Campesinos took their toll with rock and machete. More murderous were the politicians and off-duty cops, each with his .45 automatic. One learned to hit the deck. Here is another actual story: A gun-toting politico hears his girl is cheating, meeting someone in this cocktail lounge. Some American kid just happens in and sits next to her, when the macho bursts in: “¡CHINGOA!” Hauls out his .45 and blasts the kid right off his bar stool. They drag the body outside and down the street a ways. When the cops arrive, the bartender shrugs and mops his bloody bar, and says only: “Malos, esos muchachos!” (“Those bad boys!”)
Every country has its own special Shits, like the Southern law-man counting his Nigger notches, and the sneering Mexican macho is certainly up there when it comes to sheer ugliness. And many of the Mexican middle class are about as awful as any bourgeoisie in the world. I remember that in Mexico the narcotic scripts were bright yellow, like a thousand-dollar bill, or a dishonorable discharge from the Army. One time Old Dave and I tried to fill such a script, which he had obtained quite legitimately from the Mexican government. The first pharmacist we hit jerked back snarling from such a sight: “¡No prestamos servicio a los viciosos!” (“We do not serve dope fiends!”)
From one farmacìa to another we walked, getting sicker with every step: “No, señor. . . .” We must have walked for miles.
“Never been in this neighborhood before.”
“Well, let’s try one more.”
Finally we entered a tiny hole-in-the-wall farmacìa. I pulled out the receta, and a gray-haired lady smiled at me. The pharmacist looked at the script, and said, “Two minutes, señor.”
We sat down to wait. There were geraniums in the window. A small boy brought me a glass of water, and a cat rubbed against my leg. After awhile the pharmacist returned with our morphine.
Outside, the neighborhood now seemed enchanted: Little farmacìas in a market, crates and stalls outside, a pulquerìa on the corner. Kiosks selling fried grasshoppers and peppermint candy black with flies. Boys in from the country in spotless white linen and rope sandals, with faces of burnished copper and fierce innocent black eyes, like exotic animals, of a dazzling sexless beauty. Here is a boy with sharp features and black skin, smelling of vanilla, a gardenia behind his ear. Yes, you found a Johnson, but you waded through Shitville to find him. You always do.

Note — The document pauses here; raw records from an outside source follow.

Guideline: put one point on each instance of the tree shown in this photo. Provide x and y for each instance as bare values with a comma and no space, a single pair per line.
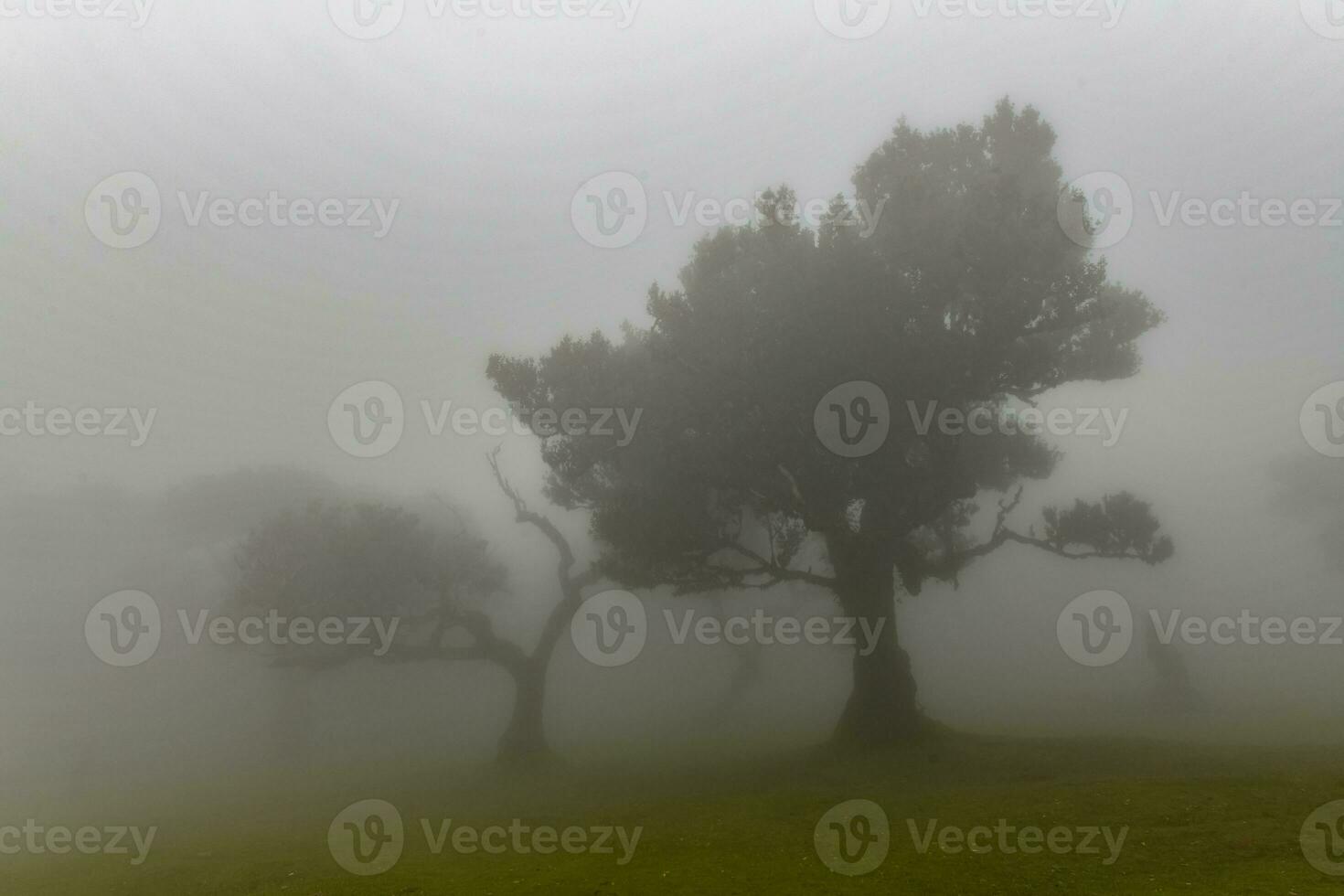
377,561
968,294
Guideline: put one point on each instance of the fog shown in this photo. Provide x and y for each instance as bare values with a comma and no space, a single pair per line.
466,140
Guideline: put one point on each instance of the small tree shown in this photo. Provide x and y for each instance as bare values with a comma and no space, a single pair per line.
371,560
968,295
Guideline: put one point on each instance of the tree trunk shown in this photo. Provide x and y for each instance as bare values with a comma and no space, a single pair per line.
882,709
525,739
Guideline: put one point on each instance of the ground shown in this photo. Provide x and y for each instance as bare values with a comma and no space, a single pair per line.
1201,819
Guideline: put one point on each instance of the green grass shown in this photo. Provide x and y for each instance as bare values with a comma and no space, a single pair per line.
1200,819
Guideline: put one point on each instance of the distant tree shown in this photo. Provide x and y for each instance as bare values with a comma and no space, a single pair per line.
968,294
374,560
1310,489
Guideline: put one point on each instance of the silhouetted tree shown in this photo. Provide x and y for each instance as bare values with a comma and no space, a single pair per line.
968,294
369,560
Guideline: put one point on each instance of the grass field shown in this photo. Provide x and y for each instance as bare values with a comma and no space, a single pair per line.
1200,819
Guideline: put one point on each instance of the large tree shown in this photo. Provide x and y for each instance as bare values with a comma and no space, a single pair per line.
966,294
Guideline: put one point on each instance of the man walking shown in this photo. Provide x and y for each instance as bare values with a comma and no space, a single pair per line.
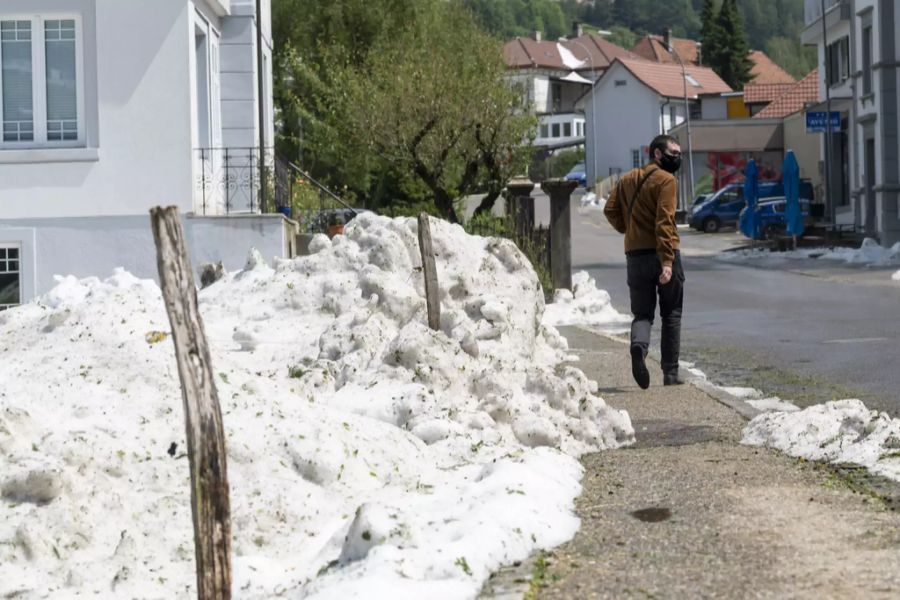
642,206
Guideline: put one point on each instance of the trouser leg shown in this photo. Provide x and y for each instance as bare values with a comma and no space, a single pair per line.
642,289
671,301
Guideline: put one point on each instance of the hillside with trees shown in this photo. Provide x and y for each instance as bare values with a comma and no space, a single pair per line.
770,25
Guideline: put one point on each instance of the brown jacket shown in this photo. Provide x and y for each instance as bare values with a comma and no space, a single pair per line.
652,223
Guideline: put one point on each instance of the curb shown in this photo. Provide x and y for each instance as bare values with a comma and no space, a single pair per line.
739,405
513,582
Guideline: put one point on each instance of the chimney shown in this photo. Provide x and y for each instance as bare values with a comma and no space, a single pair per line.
577,29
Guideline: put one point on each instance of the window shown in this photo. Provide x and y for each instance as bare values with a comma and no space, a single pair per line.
696,112
10,287
41,98
838,55
556,96
867,60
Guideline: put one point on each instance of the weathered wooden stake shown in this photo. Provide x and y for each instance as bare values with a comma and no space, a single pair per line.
429,270
560,192
205,436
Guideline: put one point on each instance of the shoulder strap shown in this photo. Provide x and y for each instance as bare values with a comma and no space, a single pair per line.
637,191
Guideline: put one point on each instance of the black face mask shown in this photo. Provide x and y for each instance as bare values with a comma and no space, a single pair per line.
670,163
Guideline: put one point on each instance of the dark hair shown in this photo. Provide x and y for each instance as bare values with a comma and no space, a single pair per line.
661,143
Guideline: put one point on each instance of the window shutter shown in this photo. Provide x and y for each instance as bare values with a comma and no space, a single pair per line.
62,97
16,75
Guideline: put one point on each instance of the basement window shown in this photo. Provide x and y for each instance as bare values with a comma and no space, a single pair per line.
10,276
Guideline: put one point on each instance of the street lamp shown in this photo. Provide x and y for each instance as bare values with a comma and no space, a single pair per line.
687,117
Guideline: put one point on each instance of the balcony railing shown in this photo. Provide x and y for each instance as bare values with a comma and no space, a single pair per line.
812,9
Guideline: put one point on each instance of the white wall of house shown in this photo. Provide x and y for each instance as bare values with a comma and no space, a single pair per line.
148,96
135,84
624,115
95,246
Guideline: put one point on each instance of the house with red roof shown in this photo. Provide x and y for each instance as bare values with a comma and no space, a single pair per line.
656,48
555,76
634,101
722,145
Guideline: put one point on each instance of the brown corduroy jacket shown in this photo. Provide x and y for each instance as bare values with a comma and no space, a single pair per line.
652,225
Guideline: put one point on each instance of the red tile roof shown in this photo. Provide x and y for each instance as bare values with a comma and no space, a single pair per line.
765,71
806,91
653,47
593,51
764,93
666,78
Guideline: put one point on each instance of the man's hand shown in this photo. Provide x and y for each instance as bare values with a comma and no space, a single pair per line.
666,276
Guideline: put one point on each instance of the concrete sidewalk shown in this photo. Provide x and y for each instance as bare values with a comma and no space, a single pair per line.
690,513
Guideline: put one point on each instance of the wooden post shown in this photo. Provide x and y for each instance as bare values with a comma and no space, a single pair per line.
203,418
429,270
560,192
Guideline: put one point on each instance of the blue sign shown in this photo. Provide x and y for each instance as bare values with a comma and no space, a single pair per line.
816,123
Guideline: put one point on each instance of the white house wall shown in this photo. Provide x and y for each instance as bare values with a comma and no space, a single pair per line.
138,145
240,113
95,246
627,118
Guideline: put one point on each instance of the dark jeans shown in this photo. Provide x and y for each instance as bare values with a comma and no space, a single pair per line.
644,269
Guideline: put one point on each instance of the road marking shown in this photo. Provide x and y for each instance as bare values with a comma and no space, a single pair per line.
855,341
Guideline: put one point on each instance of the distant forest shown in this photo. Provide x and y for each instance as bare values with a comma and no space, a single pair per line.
771,25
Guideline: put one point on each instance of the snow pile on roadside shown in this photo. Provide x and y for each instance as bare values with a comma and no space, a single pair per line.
843,431
870,253
584,305
368,455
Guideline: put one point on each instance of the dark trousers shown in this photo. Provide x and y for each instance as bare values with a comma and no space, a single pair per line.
644,270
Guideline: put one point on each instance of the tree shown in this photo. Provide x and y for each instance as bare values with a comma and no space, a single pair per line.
730,51
432,101
710,37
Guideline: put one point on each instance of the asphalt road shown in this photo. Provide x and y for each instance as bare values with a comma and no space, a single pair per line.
809,331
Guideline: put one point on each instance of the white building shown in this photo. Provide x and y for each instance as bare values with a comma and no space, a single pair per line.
555,75
634,101
858,48
110,107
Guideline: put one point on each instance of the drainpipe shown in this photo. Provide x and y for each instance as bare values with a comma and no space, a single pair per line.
854,129
662,115
260,89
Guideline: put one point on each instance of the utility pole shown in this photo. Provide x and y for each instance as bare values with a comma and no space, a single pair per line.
687,118
829,197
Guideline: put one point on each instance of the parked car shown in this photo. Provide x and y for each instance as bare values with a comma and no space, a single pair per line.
723,208
771,217
577,173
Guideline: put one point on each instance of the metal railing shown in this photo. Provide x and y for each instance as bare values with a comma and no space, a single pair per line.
228,181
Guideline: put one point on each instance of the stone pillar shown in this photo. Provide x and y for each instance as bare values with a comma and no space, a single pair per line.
560,192
520,203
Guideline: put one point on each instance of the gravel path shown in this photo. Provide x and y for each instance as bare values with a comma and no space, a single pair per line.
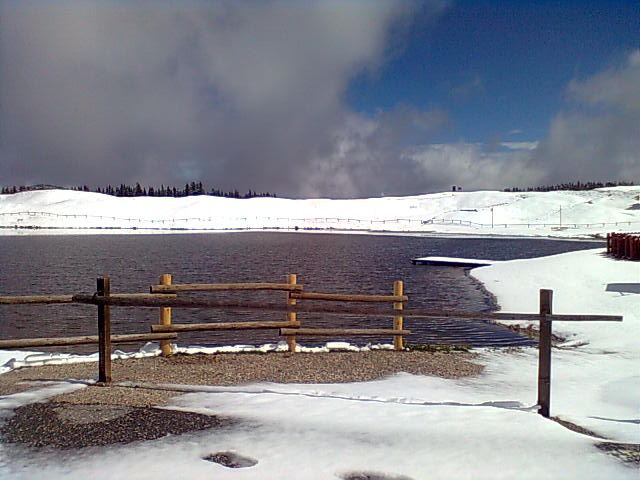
115,414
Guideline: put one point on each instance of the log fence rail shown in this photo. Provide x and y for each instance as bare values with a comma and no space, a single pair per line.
164,296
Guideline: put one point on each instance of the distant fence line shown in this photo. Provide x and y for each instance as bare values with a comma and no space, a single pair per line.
304,222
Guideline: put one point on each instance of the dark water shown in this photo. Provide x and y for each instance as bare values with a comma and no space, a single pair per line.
32,265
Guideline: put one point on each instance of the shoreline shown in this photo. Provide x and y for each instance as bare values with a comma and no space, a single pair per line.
133,408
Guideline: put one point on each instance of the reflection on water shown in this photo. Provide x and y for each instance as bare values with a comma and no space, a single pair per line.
322,262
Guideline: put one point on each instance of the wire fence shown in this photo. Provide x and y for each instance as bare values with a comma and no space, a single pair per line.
26,219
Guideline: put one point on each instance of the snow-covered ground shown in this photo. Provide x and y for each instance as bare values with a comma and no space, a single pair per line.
419,427
580,214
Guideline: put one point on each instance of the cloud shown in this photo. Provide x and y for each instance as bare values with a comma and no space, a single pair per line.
237,94
472,166
600,138
520,145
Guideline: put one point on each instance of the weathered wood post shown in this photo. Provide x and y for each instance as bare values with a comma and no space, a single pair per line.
165,317
104,333
544,354
397,320
291,316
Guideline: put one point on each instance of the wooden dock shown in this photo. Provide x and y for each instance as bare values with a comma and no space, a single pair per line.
452,262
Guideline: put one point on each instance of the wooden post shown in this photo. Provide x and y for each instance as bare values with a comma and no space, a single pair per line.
397,320
544,354
291,316
104,333
165,316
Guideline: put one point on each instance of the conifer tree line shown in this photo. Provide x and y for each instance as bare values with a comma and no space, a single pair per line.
575,186
137,190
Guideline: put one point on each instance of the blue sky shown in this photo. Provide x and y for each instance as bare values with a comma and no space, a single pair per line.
499,69
319,99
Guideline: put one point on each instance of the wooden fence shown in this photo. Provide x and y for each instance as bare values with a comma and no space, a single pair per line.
166,295
623,246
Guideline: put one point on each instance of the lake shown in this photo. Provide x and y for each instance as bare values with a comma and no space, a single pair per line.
33,265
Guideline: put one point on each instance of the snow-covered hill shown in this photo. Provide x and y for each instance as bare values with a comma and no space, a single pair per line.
555,214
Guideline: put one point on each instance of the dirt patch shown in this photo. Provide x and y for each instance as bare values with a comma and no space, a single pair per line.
67,426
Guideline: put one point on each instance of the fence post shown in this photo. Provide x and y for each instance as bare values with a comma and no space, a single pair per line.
165,317
291,316
397,320
544,354
104,333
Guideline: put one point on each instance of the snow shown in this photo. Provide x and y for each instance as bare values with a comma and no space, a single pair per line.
413,426
561,214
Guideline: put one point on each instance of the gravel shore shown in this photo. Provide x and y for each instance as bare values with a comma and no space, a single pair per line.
98,415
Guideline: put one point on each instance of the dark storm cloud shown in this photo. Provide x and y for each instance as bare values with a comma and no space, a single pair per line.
597,139
236,94
600,138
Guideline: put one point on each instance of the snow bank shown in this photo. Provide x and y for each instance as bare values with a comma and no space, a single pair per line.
595,374
550,214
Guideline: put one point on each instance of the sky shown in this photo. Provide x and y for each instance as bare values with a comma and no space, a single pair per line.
319,99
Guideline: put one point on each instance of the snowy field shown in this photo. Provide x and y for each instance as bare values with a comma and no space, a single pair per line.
408,426
583,214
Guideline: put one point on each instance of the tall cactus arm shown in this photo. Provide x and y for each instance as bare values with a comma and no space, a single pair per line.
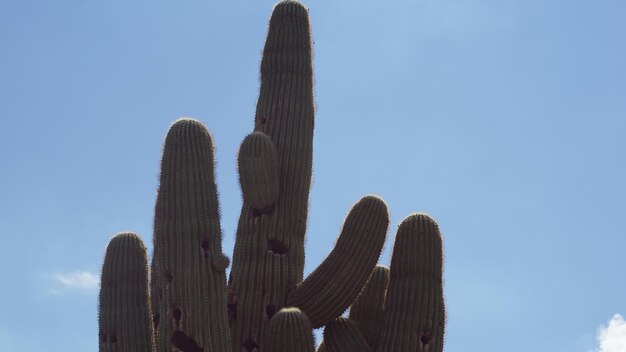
124,310
269,250
330,289
414,315
189,272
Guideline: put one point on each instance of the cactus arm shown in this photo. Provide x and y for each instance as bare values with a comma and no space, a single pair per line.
269,251
414,316
124,308
289,331
367,309
190,281
330,289
342,335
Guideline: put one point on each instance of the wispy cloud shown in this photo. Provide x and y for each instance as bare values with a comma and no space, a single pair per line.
612,338
78,280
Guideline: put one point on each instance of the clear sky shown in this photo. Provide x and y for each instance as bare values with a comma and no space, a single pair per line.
503,119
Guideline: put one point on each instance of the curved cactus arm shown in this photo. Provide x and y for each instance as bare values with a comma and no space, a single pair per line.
189,269
330,289
124,309
269,251
367,309
289,331
343,335
414,316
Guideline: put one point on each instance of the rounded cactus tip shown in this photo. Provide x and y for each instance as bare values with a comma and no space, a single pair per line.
125,237
373,202
187,128
422,220
290,6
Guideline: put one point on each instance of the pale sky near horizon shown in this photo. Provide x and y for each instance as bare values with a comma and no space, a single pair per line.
504,120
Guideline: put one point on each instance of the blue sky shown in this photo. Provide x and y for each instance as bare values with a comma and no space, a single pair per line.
504,120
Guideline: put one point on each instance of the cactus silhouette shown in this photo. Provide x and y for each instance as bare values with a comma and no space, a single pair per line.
267,304
124,311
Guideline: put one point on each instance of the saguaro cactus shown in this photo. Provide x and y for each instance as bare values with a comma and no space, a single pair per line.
266,305
414,315
124,311
189,276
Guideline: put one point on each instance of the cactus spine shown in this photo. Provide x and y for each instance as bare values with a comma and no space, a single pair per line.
124,310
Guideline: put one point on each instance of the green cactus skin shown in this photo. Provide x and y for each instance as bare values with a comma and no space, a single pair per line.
414,317
189,266
124,311
332,287
367,310
269,250
289,331
258,172
343,335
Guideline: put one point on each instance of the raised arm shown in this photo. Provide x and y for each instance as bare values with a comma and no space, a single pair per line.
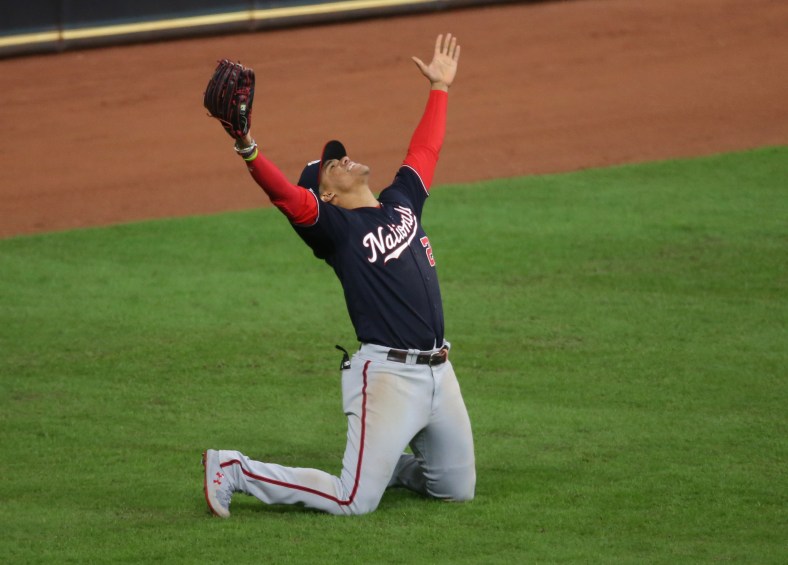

Just when you think the earth is exclusively populated by Shits, you meet a Johnson.
One day there was a knock on my door at eight in the morning. I went to the door in my pyjamas, and there was an inspector from Immigration.
“Get your clothes on. You’re under arrest.” It seemed the woman next door had turned in a long report on my drunk and disorderly behavior, and also there was something wrong with my papers and where was the Mexican wife I was supposed to have? The Immigration officers were all set to throw me in jail to await deportation as an undesirable alien. Of course, everything could be straightened out with some money, but my interviewer was the head of the deporting department and he wouldn’t go for peanuts. I finally had to get up off of two hundred dollars. As I walked home from the Immigration Office, I imagined what I might have had to pay if I had really had an investment in Mexico City.
I thought of the constant problems the three American owners of the Ship Ahoy encountered. The cops came in all the time for a mordida, and then came the sanitary inspectors, then more cops trying to get something on the joint so they could take a real bite. They took the waiter downtown and beat the shit out of him. They wanted to know where was Kelly’s body stashed? How many women been raped in the joint? Who brought in the weed? And so on. Kelly was an American hipster who had been shot in the Ship Ahoy six months before, had recovered, and was now in the U.S. Army. No woman was ever raped there, and no one ever smoked weed there. By now I had entirely abandoned my plans to open a bar in Mexico.